Established in 1969, DocuSource by Safeguard is a full service print and brand management provider, with locations in Portland, Ore., Boise, Idaho and Seattle. When reviewing transitional options, Scott wanted to find a large brand that could help DocuSource continue to serve its customers-including many large regional accounts-to the right degree. He and his partners also needed a company that could invest capital into their business and associates as they were setting up exit plans, Scott said.
"Obviously, our staff had invested a lot of time and energy into the success of our organization and we wanted to take care of them," Scott mentioned. "Additionally, we wanted to find a deal that contractually allowed me and my two partners to exit at different times because of our varying ages. While the two partners have already left, I have stayed on, as I'm not quite ready to retire."
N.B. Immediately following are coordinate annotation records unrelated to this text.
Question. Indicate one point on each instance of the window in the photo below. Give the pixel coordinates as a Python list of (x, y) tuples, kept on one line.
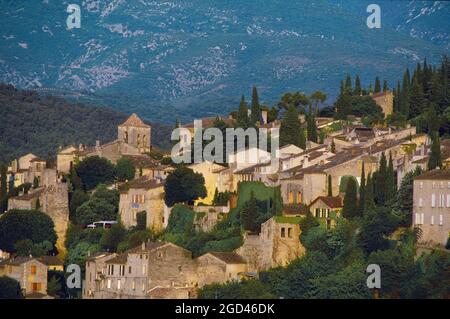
[(36, 286)]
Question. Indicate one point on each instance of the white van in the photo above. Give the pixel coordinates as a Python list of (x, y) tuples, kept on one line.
[(102, 224)]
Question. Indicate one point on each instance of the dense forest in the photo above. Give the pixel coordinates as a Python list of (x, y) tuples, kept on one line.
[(40, 124)]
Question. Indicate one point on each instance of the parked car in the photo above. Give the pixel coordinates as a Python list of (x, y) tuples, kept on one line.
[(102, 224)]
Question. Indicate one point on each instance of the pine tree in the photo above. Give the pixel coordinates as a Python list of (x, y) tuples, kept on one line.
[(377, 85), (330, 187), (362, 190), (350, 209), (357, 90), (435, 159), (290, 129), (255, 107), (242, 119)]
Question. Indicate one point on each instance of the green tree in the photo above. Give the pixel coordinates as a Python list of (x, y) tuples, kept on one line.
[(183, 185), (362, 190), (242, 119), (249, 215), (290, 128), (113, 237), (141, 220), (77, 199), (10, 288), (298, 100), (125, 170), (255, 107), (94, 170), (357, 90), (311, 127), (35, 182), (3, 188), (18, 225), (435, 159), (377, 85), (330, 187), (350, 209)]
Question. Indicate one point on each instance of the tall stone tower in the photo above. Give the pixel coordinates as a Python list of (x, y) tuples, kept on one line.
[(136, 133)]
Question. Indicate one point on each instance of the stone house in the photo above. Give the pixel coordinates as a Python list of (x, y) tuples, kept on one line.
[(53, 199), (277, 244), (95, 274), (133, 138), (327, 208), (143, 194), (431, 206), (220, 267), (385, 100), (29, 272)]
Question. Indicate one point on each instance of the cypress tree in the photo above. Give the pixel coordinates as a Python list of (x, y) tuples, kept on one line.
[(417, 101), (380, 183), (3, 188), (242, 119), (311, 127), (391, 188), (377, 85), (435, 159), (348, 84), (290, 129), (362, 190), (330, 188), (357, 91), (255, 107), (369, 203), (405, 94), (350, 209)]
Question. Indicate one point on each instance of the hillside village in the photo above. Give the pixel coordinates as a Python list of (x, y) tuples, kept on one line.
[(312, 182)]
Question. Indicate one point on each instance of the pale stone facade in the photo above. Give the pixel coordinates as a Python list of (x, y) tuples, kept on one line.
[(277, 245), (431, 206), (143, 194), (29, 272)]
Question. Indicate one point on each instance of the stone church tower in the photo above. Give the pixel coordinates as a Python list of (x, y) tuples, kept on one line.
[(136, 133)]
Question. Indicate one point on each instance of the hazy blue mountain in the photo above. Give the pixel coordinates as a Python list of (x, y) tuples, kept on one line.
[(164, 59)]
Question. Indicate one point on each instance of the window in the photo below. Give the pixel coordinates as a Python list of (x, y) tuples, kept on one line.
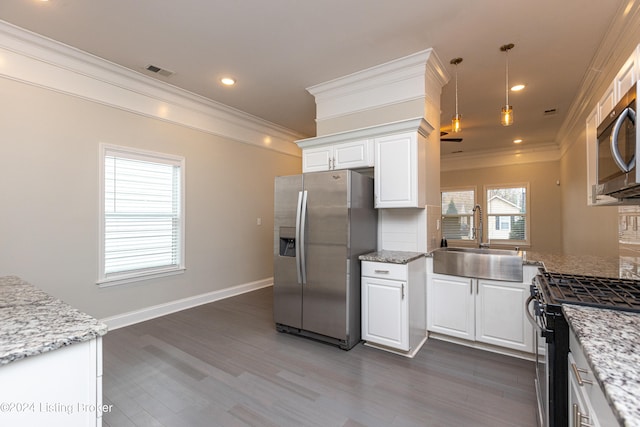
[(457, 214), (507, 213), (142, 215)]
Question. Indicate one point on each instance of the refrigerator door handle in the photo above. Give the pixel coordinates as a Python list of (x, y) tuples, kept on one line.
[(303, 223), (298, 239)]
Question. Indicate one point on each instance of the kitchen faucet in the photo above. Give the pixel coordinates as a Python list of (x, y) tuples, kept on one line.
[(477, 231)]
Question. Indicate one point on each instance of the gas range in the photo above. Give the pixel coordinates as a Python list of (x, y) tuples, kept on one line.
[(549, 291), (601, 292)]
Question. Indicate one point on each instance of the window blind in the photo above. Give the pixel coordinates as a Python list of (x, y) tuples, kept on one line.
[(457, 214), (142, 213)]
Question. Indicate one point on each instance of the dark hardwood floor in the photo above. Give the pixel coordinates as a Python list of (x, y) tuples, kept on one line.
[(224, 364)]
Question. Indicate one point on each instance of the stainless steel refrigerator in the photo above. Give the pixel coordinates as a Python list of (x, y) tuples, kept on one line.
[(323, 222)]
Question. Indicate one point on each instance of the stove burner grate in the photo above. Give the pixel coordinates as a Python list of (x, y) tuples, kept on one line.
[(620, 294)]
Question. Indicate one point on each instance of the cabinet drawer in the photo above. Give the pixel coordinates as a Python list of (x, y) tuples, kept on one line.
[(384, 270)]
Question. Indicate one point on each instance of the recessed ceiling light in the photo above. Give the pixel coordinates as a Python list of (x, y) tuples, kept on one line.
[(228, 81)]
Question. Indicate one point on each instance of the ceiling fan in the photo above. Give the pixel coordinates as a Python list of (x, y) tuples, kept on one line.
[(442, 133)]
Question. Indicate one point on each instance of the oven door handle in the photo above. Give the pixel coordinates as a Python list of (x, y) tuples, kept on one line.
[(615, 150), (527, 306)]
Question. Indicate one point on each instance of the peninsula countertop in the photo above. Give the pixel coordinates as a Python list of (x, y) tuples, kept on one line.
[(610, 340), (617, 267), (393, 257), (33, 322)]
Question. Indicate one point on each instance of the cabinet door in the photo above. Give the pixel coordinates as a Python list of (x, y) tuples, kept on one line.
[(607, 102), (351, 155), (317, 159), (384, 312), (626, 77), (450, 306), (396, 171), (500, 315)]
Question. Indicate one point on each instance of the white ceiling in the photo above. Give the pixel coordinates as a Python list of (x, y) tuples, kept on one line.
[(277, 48)]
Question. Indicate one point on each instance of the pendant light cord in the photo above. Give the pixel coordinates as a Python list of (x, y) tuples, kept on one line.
[(506, 52), (456, 90)]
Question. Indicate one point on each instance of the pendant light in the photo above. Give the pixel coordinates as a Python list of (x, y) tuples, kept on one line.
[(506, 117), (456, 126)]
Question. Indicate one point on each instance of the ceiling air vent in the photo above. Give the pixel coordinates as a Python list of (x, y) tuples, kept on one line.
[(158, 70)]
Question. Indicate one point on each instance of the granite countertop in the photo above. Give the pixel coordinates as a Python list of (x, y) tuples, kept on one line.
[(610, 340), (617, 267), (392, 257), (33, 322)]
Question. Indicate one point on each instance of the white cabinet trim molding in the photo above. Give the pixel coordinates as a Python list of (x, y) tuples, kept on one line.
[(393, 82), (39, 61), (417, 124)]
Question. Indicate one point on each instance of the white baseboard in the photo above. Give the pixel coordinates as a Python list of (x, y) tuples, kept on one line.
[(136, 316)]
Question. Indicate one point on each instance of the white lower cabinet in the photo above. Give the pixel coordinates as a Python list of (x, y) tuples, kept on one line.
[(451, 306), (393, 312), (588, 405), (500, 315), (61, 387), (480, 310)]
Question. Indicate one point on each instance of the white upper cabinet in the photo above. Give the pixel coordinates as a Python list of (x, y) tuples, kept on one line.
[(347, 155), (606, 103), (627, 76), (397, 151), (400, 165)]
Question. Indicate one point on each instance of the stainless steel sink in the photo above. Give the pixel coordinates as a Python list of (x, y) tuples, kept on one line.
[(482, 263)]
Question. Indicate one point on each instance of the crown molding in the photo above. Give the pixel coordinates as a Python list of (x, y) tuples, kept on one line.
[(620, 41), (418, 75), (497, 158), (30, 58), (417, 124)]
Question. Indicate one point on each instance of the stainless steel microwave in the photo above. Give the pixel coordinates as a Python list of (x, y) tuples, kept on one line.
[(618, 143)]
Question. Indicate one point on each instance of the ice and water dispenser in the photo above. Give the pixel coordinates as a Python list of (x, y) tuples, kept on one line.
[(288, 241)]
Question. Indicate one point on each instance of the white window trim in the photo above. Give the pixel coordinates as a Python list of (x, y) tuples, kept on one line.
[(475, 201), (119, 279), (527, 225)]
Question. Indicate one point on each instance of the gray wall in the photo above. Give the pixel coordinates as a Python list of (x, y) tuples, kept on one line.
[(49, 200)]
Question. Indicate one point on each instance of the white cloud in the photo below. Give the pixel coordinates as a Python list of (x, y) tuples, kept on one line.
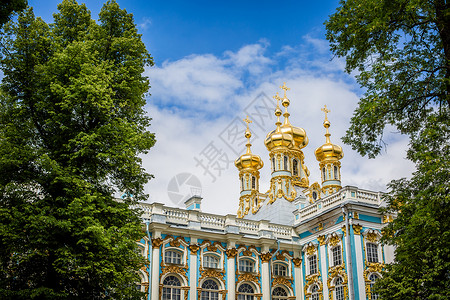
[(217, 87)]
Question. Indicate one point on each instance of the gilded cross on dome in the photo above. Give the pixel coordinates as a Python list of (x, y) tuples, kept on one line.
[(285, 88), (277, 97), (247, 120), (326, 111)]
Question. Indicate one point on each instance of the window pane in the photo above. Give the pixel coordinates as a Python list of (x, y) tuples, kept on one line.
[(312, 265), (372, 252)]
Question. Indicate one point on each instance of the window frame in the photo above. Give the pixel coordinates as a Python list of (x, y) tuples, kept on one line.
[(372, 254), (275, 269), (244, 268), (244, 295), (205, 261), (169, 289), (169, 257), (336, 250), (209, 294), (312, 258)]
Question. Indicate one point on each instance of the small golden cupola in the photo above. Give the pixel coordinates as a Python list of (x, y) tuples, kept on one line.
[(284, 144), (328, 156), (248, 165)]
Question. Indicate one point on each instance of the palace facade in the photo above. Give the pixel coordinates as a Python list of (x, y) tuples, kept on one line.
[(296, 241)]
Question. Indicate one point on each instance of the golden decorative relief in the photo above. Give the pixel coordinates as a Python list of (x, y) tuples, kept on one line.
[(156, 243), (214, 273), (265, 257), (180, 270), (194, 249), (357, 229), (231, 252), (248, 277), (321, 239), (310, 250), (372, 237), (334, 240), (297, 262), (282, 280)]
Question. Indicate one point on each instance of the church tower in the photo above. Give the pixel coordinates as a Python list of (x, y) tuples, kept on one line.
[(287, 159), (328, 156), (248, 165)]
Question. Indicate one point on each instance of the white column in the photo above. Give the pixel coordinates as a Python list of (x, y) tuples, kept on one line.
[(156, 243), (231, 274), (265, 278), (298, 280), (323, 266), (193, 271), (359, 266)]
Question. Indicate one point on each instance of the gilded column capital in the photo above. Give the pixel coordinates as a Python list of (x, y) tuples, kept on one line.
[(231, 253), (156, 243), (357, 229), (321, 239), (297, 262), (265, 257), (194, 248)]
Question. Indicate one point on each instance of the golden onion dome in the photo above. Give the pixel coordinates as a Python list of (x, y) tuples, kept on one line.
[(300, 140), (277, 138), (248, 160), (328, 151)]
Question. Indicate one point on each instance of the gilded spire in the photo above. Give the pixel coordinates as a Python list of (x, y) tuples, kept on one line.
[(328, 150), (326, 124), (278, 111), (248, 134)]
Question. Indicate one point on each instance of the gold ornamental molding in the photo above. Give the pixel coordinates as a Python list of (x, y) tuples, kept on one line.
[(321, 239), (214, 273), (176, 269), (283, 281), (297, 262), (194, 248), (231, 252), (265, 257), (357, 229), (156, 243)]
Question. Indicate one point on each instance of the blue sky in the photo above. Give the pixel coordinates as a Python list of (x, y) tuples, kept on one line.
[(217, 62)]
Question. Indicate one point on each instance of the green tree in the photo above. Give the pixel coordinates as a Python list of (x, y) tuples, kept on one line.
[(8, 7), (72, 126), (400, 50)]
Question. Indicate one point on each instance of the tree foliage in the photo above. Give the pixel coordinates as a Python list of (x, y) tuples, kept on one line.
[(72, 126), (8, 7), (401, 51)]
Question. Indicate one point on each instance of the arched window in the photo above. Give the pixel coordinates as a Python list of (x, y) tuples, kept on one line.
[(279, 293), (339, 289), (245, 292), (337, 255), (210, 290), (171, 288), (315, 292), (279, 269), (246, 265), (210, 261), (372, 252), (312, 260), (295, 167), (373, 278)]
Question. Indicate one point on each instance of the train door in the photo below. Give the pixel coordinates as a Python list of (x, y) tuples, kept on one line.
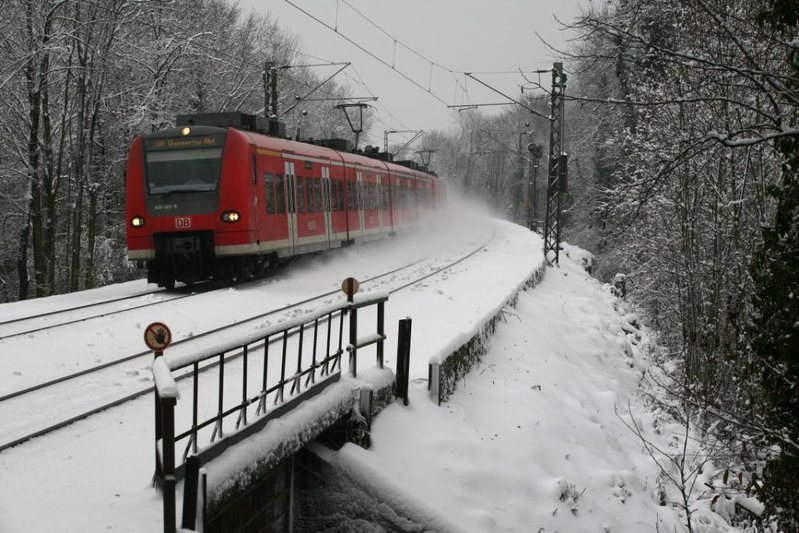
[(361, 206), (326, 206), (291, 208)]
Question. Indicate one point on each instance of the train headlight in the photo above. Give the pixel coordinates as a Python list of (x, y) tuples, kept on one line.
[(230, 217)]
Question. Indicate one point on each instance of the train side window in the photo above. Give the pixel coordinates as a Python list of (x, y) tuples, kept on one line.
[(312, 195), (300, 194), (281, 194), (269, 193), (318, 194)]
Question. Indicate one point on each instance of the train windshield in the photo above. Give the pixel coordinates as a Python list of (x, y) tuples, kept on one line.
[(183, 169)]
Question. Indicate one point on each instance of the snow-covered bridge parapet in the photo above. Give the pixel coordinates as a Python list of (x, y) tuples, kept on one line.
[(465, 351), (269, 391)]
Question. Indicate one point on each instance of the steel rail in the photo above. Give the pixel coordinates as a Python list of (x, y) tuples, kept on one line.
[(213, 364)]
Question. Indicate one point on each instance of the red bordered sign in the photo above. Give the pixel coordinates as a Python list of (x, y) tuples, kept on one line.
[(157, 336)]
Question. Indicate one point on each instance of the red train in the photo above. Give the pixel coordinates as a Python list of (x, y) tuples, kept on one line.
[(216, 197)]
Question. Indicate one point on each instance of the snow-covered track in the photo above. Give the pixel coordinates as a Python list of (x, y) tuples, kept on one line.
[(70, 316), (28, 415)]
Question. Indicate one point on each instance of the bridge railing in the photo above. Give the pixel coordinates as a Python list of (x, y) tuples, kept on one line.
[(237, 386)]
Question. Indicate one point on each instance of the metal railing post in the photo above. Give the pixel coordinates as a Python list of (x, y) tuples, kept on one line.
[(381, 330), (403, 358), (353, 347), (158, 476), (190, 492), (168, 458)]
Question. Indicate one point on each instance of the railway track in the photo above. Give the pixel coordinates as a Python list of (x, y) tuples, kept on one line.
[(25, 425)]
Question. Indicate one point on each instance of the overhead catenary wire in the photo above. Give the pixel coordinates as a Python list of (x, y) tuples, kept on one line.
[(367, 52)]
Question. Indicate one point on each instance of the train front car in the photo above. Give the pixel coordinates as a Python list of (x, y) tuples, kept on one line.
[(185, 203)]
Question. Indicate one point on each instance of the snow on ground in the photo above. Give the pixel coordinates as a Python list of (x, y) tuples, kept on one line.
[(530, 441)]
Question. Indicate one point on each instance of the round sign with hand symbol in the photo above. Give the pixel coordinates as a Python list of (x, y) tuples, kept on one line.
[(157, 336)]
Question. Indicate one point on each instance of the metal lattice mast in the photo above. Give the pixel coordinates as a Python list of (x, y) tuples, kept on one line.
[(552, 219)]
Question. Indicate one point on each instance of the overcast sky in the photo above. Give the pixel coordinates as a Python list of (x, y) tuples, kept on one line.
[(476, 36)]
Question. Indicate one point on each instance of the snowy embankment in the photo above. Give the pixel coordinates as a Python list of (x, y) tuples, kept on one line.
[(529, 441), (534, 438)]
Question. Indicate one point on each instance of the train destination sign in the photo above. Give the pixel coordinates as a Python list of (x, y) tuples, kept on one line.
[(157, 336), (184, 142)]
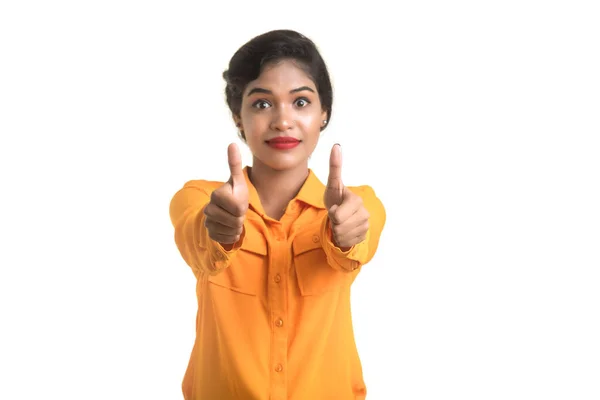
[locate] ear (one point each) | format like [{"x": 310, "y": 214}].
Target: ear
[
  {"x": 238, "y": 122},
  {"x": 324, "y": 119}
]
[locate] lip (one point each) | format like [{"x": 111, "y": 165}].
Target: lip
[{"x": 283, "y": 142}]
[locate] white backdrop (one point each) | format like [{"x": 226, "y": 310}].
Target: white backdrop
[{"x": 477, "y": 123}]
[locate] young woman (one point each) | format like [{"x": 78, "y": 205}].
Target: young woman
[{"x": 273, "y": 249}]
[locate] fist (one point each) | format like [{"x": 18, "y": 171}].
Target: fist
[
  {"x": 226, "y": 211},
  {"x": 349, "y": 219}
]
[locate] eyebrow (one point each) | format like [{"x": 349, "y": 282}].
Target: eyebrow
[{"x": 266, "y": 91}]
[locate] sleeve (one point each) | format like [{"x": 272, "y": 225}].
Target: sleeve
[
  {"x": 361, "y": 253},
  {"x": 198, "y": 250}
]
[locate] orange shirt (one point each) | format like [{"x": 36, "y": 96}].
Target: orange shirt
[{"x": 274, "y": 318}]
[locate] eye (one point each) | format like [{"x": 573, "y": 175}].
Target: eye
[
  {"x": 261, "y": 104},
  {"x": 302, "y": 102}
]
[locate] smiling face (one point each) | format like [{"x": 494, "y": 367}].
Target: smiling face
[{"x": 281, "y": 116}]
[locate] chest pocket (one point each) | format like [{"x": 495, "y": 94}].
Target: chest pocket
[
  {"x": 247, "y": 273},
  {"x": 315, "y": 275}
]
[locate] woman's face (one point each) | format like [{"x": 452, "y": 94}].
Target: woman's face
[{"x": 282, "y": 116}]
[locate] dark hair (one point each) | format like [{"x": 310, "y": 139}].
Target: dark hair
[{"x": 249, "y": 61}]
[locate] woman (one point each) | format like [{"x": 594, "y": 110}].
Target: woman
[{"x": 275, "y": 251}]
Safeguard, a fully diversified business solutions enterprise owned by Deluxe Corporation, was the perfect fit. "Deluxe and Safeguard's stability is impressive-they have successful pasts and are ingrained in the industry," Scott pointed out. "An important piece of the puzzle was that the acquisition was a cash transaction, in addition to the deal structure that would allow each partner to exit the business at different times."
Scott, who continues to provide consulting services to Safeguard, is happy with his decision. "Safeguard brought a significant infusion of capital to improve our offices, warehouse, technology and our desktops," Scott said. "The amount that they invested to upgrade, update and improve our facilities and technology was a huge benefit-something the three of us owners would not have been able to do at that magnitude."